Friday, September 11, 2009

Ok. Most of you already know we had a long night last night. We ended up in the ER around 12:30. I was having shooting pains going from mid-stomach straight up through my shoulder and neck on my right side. It definitely affected my breathing and created tightness in my chest. It progressively got worse. I tried to go to bed, but I quickly found laying down made things get even worse. We were debating on whether or not to call the on call nurse, but after I got a pain that made me feel like my chest was about to explode... I knew I had to get to the ER asap.

I'm not sure how much longer I can blog, so I'm going to try to make it short... They ran the whole battery of test... EKG, blood tests, xrays, ultrasound, CAT scan... The best indication was when the Dr. examined my stomach by pushing on my organs... which very quickly let him know where the pain was originating. It appeared to be a gallbladder issue, but none of the tests showed any problems there. They did find that my pancreas was inflamed which is called a pancreatitis. So... they sent me home on a bland diet with Vicodin.

We got home around 5:00 this morning and the Vicodin knocked me out enough to finally get some sleep and relief. The shooting pains have apparently subsided. But now I'm still having a lot of bloating and I get dizzy and nauseous sitting or standing up.

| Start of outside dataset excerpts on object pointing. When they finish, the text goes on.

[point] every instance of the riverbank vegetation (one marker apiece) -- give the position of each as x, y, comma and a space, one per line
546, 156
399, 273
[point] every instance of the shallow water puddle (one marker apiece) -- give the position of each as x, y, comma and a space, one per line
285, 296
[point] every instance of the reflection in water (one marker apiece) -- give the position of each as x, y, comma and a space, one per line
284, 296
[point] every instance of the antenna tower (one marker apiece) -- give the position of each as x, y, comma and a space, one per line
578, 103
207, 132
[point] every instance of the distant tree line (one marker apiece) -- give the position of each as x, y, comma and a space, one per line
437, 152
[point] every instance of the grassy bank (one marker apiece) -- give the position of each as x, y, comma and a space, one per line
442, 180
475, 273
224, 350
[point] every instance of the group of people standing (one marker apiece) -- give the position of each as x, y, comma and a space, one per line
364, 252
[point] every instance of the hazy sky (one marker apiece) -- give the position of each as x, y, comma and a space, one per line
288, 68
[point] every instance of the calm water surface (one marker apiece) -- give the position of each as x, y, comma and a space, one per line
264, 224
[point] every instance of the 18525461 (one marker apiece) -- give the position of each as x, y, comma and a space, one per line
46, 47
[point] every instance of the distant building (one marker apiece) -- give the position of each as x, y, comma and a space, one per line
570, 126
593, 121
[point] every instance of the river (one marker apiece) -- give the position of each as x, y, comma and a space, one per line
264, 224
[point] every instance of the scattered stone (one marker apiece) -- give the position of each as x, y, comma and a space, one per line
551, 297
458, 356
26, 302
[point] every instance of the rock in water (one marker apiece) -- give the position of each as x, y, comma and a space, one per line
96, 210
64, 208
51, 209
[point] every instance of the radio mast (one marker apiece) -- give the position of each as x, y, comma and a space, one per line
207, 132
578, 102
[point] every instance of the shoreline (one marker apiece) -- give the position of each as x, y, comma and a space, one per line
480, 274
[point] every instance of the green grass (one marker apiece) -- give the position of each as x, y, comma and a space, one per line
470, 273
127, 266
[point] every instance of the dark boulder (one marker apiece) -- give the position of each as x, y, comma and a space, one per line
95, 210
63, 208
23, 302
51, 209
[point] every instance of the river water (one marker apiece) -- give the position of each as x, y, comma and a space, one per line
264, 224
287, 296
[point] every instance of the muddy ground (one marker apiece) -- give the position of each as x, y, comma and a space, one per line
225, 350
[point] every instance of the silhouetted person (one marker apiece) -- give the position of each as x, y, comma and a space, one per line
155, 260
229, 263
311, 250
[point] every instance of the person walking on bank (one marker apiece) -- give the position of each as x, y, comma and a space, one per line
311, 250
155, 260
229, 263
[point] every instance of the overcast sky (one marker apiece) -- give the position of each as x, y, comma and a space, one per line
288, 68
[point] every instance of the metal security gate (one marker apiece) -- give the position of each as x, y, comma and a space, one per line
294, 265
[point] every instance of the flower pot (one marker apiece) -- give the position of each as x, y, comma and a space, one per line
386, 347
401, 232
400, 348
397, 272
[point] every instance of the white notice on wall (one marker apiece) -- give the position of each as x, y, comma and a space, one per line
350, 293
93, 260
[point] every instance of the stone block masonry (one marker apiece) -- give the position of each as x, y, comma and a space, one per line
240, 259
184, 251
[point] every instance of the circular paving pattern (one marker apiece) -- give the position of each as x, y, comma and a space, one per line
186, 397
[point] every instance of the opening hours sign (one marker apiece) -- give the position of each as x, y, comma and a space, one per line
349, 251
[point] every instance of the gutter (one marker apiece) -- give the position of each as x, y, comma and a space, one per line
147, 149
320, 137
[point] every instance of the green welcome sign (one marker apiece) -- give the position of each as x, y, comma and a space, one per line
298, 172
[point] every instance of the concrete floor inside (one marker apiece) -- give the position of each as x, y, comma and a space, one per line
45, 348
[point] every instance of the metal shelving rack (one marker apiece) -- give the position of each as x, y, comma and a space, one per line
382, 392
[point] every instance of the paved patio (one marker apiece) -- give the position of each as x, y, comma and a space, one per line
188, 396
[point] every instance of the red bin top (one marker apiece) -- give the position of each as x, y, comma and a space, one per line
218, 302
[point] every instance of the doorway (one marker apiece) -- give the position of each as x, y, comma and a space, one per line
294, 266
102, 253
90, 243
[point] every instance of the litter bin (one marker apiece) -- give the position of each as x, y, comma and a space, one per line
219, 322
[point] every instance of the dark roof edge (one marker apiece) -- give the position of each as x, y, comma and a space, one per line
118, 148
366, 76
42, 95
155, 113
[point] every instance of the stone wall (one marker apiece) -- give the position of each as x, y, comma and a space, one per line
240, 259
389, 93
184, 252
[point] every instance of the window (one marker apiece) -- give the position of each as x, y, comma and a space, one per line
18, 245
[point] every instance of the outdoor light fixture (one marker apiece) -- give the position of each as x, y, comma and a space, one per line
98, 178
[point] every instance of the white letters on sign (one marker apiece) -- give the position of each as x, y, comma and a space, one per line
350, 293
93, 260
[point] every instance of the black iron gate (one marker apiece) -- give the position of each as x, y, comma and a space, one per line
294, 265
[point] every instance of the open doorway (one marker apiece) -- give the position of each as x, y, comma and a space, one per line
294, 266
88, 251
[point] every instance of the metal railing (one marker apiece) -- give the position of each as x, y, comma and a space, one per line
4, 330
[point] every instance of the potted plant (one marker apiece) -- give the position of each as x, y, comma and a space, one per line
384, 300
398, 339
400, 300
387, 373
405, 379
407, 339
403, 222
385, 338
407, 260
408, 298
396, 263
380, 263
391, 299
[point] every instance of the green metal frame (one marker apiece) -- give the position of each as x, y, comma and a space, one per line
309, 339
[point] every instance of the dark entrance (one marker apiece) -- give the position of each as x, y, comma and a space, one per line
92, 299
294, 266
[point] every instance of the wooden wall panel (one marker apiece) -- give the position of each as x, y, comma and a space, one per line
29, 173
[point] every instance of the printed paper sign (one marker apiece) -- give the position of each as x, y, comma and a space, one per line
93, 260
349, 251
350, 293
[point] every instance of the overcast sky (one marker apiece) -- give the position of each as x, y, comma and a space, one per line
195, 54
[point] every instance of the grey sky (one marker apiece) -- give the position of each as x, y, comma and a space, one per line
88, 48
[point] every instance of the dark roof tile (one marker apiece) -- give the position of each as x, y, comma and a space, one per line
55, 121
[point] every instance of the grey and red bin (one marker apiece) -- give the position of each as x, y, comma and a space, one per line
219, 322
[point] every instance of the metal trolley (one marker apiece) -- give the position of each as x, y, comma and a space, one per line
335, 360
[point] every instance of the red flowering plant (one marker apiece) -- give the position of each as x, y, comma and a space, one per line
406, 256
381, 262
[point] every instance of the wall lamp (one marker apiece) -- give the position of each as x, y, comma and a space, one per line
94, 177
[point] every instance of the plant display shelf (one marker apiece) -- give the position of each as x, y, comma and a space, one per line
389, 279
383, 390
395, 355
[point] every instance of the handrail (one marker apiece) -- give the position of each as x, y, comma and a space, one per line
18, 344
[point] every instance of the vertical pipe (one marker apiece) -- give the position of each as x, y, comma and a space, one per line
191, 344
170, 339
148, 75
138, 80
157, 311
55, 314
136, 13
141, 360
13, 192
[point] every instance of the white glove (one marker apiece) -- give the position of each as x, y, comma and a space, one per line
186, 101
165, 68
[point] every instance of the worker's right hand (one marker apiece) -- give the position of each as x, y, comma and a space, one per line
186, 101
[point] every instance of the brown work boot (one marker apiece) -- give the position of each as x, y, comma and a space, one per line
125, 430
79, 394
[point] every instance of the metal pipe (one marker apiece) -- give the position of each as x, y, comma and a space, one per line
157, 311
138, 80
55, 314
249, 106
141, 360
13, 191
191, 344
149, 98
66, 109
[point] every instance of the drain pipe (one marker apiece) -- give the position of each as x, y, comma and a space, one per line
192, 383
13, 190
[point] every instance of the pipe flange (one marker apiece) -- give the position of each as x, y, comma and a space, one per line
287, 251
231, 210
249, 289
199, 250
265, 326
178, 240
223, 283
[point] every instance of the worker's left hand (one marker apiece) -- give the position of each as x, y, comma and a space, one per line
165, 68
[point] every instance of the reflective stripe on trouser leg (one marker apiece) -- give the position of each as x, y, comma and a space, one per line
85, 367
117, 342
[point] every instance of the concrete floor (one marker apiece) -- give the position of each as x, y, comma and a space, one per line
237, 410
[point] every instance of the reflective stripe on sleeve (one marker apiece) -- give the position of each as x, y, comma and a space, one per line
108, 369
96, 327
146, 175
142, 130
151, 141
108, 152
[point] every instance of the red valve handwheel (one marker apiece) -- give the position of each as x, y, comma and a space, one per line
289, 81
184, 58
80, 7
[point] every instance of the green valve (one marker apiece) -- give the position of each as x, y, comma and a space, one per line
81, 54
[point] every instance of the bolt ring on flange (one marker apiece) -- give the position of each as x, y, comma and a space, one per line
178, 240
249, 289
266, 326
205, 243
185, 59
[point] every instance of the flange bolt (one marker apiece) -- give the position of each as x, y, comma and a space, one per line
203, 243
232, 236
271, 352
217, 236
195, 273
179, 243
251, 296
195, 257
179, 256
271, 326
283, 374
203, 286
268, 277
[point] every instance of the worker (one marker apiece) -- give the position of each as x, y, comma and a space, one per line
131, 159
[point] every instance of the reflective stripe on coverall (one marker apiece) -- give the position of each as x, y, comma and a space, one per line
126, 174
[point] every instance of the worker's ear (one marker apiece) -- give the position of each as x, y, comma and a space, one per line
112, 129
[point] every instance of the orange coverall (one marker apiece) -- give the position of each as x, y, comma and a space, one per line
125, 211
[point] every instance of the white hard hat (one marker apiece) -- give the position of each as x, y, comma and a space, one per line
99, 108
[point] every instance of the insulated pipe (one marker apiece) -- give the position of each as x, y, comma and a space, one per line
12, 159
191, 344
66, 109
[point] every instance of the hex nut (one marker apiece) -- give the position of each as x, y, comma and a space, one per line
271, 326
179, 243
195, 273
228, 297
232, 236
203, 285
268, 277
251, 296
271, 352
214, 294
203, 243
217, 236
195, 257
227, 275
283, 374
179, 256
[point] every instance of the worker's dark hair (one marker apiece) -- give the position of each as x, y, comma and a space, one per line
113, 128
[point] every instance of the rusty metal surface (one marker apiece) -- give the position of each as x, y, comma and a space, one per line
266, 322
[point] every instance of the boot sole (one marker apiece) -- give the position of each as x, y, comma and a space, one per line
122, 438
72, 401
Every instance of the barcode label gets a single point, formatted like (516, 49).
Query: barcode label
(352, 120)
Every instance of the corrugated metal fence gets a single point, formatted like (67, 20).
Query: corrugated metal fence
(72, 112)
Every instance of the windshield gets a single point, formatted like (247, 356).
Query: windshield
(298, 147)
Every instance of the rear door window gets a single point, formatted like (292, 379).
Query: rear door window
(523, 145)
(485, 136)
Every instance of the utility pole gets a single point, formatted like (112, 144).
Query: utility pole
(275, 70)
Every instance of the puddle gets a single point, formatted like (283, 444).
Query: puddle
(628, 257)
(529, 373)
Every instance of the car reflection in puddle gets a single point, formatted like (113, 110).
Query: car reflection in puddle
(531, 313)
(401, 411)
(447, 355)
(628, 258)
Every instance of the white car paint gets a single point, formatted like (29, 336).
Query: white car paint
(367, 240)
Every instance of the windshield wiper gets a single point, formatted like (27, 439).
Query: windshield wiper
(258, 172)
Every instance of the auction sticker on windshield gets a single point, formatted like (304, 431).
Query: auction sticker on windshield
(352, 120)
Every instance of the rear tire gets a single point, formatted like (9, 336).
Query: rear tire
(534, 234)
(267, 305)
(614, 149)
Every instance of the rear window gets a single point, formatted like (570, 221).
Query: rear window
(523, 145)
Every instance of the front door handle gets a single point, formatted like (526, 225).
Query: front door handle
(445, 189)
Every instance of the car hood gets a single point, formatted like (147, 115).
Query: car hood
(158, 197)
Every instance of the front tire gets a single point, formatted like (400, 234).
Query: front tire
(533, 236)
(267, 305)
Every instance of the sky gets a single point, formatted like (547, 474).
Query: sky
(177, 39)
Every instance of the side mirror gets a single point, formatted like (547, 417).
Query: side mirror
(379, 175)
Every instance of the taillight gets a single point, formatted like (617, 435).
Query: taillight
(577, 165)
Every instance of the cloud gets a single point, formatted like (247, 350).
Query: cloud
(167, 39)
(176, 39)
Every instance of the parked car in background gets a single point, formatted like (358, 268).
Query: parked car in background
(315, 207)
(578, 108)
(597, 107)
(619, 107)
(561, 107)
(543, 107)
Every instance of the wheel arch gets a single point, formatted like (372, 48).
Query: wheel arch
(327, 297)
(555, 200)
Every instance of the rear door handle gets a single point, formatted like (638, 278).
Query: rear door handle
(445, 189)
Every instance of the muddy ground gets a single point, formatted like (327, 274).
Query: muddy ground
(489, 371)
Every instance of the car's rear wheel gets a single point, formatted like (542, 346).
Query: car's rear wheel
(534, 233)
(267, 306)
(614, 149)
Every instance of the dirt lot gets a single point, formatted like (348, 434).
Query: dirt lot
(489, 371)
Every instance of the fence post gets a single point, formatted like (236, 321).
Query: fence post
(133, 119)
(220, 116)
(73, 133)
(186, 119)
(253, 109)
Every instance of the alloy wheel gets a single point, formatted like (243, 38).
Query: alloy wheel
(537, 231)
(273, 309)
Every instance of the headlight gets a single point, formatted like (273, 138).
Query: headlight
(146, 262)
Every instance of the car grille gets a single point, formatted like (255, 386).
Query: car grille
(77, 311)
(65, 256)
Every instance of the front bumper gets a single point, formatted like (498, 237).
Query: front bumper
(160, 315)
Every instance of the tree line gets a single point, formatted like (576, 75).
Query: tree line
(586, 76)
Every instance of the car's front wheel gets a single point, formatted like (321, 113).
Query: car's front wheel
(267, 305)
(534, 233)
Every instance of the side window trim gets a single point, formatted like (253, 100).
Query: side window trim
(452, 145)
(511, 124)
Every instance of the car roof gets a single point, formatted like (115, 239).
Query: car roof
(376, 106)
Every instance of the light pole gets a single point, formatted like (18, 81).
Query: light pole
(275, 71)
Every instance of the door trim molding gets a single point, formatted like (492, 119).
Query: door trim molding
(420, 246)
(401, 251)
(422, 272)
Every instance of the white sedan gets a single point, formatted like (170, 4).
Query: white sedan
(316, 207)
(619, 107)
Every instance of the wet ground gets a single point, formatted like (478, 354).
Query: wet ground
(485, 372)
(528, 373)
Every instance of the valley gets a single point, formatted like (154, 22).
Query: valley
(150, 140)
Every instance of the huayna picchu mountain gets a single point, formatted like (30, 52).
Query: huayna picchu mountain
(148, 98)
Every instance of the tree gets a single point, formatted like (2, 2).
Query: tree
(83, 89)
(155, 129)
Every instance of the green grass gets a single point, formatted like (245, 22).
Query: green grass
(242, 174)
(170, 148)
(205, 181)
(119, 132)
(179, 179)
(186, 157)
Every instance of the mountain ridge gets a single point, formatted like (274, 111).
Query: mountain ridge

Its been a bit frustrating because the ER says one thing... Dr. Shamma's office says another... and I don't feel like I have any real answers. If I don't get better by tonight, I'll have to go back down to Rochester Hills to see Dr. Shamma. And if I still don't get better, they'll have to freeze the embryos and do a frozen transfer.

And I finally got the update on the fertilization. Of the 14 only 7 were mature enough. Of the 7, 6 were fertilized. It's a little low, but I'm ok with that number.

OK. I need to go lay back down, but that's the basics of whats going on. Please continue to pray. I'll blog again whenever I can.

1 comment:

  1. Kelly I am sorry you are in so much pain!! But I am so happy for you that you have six little potential bundles of love waiting for you!